Tribune Photo By  Ira Cohen

The Archives are designed to “be very accessible. We are always playing music,” Schein explained, adding visitors to the Louie archives can step into the storehouse themselves to do research. They even encourage trumpet players to play one of Stachmo’s horns. “There are so many pictures of fans backstage holding his trumpets” that Schein believes that Pops would still want to encourage the musician in us all.

The Armstrong Archives is open from  10 a.m. to 5 p.m. and by appointment on Saturday. For more information, call 997-3670.

 

 

ARMSTRONG PARTY FOOD

Minnie Vaughn is the “unofficial caterer” to the Louis Armstrong House and Archives . . .so designated by their Director Michael Cogswell.

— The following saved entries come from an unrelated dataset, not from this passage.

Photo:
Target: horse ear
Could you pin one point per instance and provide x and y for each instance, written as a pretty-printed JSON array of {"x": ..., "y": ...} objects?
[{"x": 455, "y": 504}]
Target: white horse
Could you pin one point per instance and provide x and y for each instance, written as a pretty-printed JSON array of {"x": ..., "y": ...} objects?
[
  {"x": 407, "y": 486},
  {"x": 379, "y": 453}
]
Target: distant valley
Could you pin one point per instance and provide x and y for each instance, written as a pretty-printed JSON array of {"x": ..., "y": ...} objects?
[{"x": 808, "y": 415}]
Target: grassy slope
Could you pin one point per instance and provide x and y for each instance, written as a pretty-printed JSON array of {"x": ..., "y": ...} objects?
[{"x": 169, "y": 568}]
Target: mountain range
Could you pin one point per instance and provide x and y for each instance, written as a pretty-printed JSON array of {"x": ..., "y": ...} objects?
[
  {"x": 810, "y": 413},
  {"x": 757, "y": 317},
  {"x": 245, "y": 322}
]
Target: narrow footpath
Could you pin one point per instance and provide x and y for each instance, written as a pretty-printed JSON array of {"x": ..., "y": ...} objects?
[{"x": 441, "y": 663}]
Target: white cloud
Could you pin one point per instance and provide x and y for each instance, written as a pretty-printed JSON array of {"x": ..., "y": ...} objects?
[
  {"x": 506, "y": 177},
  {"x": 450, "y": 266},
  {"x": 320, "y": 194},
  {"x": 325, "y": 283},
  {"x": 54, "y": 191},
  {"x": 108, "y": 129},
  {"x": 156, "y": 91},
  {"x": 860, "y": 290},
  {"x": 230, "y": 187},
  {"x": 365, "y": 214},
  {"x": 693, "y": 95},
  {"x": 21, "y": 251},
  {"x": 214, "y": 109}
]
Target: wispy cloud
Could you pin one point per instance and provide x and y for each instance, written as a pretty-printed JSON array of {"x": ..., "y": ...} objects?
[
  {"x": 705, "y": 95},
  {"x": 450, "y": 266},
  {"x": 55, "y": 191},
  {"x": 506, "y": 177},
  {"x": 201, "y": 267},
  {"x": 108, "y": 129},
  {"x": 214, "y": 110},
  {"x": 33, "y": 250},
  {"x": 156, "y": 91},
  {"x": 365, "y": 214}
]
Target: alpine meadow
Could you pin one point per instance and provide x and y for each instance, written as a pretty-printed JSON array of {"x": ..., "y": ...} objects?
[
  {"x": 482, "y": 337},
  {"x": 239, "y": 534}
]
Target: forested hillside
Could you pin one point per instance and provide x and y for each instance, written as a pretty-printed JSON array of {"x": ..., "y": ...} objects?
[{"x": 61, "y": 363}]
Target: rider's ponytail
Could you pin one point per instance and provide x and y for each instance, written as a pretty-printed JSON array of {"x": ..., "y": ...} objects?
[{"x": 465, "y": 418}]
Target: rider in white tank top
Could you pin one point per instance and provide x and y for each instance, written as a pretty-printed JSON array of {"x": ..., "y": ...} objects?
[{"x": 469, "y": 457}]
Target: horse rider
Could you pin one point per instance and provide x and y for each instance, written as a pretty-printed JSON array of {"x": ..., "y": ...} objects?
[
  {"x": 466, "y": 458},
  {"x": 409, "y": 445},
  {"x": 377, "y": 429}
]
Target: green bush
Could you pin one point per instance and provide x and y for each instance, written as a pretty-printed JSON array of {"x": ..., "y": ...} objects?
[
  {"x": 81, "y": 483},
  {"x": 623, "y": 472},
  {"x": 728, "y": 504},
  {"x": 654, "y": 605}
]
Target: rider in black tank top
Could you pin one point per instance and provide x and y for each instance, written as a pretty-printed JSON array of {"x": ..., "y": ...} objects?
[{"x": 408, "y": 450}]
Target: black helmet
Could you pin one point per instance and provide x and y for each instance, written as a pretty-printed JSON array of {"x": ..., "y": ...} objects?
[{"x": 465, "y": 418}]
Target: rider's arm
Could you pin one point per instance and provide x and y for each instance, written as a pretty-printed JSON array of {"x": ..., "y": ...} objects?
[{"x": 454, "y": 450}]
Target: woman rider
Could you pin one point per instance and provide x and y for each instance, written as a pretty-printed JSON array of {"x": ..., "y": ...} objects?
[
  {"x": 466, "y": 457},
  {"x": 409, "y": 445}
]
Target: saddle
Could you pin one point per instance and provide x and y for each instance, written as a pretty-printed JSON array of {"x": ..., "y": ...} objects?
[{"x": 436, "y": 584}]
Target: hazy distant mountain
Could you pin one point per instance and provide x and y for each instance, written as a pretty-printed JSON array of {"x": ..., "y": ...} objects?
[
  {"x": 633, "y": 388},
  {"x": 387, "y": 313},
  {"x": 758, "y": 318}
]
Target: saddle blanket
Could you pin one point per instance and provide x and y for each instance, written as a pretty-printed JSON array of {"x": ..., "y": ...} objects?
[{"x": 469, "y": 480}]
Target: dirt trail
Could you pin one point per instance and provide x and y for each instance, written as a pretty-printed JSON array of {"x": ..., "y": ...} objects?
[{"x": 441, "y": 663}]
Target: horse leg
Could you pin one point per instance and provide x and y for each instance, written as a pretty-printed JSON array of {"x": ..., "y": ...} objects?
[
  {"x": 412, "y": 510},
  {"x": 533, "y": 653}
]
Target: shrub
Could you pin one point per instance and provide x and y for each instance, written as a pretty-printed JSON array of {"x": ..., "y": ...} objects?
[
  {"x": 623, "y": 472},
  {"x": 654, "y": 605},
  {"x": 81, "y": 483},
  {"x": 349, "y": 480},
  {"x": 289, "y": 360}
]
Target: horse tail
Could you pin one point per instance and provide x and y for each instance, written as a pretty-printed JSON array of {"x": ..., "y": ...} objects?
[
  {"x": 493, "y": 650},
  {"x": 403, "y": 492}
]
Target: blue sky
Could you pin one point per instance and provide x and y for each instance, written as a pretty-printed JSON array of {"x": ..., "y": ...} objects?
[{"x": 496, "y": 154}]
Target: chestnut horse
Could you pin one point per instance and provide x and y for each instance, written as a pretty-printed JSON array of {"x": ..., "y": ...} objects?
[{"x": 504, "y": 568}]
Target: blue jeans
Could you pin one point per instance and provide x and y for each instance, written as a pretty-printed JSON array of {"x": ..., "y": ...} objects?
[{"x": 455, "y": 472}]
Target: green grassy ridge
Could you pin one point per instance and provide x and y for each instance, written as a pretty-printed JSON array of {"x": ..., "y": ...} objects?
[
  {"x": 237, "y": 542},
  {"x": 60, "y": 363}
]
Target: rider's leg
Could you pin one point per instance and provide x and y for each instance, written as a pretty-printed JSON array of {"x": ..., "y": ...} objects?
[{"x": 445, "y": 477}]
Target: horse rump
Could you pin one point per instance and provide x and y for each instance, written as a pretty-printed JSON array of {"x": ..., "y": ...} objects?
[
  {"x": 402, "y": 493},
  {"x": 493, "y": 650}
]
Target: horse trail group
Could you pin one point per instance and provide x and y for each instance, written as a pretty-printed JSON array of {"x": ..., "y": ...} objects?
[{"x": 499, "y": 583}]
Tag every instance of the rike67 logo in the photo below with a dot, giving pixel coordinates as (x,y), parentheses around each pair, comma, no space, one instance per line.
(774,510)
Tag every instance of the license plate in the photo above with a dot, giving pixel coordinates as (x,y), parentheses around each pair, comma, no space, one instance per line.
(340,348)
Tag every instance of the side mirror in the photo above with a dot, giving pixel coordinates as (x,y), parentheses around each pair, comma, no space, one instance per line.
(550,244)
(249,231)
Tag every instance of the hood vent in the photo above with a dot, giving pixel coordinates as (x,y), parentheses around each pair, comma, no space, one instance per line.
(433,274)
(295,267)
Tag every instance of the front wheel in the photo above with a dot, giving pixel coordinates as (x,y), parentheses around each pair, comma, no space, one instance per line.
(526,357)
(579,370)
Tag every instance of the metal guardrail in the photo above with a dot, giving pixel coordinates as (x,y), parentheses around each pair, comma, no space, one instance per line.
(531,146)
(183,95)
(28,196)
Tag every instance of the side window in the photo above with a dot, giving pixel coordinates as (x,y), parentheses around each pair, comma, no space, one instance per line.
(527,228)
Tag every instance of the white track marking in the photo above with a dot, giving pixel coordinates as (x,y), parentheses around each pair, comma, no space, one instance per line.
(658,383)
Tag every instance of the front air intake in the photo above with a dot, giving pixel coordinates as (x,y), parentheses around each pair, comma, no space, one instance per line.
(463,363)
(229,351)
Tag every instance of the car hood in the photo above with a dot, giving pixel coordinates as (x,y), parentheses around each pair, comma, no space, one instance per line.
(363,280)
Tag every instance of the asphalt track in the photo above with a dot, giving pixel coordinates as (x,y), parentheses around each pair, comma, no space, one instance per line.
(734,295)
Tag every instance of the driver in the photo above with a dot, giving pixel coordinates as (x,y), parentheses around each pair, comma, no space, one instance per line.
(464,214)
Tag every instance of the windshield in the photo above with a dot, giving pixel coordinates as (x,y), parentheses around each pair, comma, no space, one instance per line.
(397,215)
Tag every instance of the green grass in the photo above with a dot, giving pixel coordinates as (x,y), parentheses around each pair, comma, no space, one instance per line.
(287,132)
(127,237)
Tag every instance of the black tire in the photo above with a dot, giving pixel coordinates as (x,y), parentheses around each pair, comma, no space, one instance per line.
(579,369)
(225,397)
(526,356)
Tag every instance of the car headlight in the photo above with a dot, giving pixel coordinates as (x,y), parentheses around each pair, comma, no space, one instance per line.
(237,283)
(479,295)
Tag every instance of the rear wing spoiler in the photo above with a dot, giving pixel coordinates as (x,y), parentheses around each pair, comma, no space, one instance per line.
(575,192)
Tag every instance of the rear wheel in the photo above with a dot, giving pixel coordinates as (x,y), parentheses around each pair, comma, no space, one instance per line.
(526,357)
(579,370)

She has been happily feeding friends of Louis for years.

It started a number of years ago when she cooked her specialties for the Pops is Tops celebration held at the Armstrong home in Corona for the local school children every year during the third week in May.

 Active in the Florence E. Smith Senior Center, Minnie especially enjoys offering her famed Southern Style dishes on special senior birthday celebrations.

Vaughn is a natural cook and cooks by eye, taste and instinct. Below are a couple of her favorite recipes.

Party Wings & Rice

Marinate the wings in Laury’s seasoning over night. Remove from the marinade; dip in flour (shake off excess) and deep fry in vegetable oil until brown. Simple but tasty!

The rice to accompany the wings is made using pre-boiled rice — usually 10 to 25 pounds but you can adjust to your requirements. Use the amount of water given in the instructions for the number of bags of rice you are preparing. Then add the following to the water: Sazon, Knorr’s chicken base, thyme and margarine plus one whole Jamaican hot pepper. Do not let the pepper burst and remove it prior to adding the rice. When rice is cooked according to package directions, add one chopped green pepper and one chopped red pepper plus chopped scallions. Mix and serve. Basic, down-home food!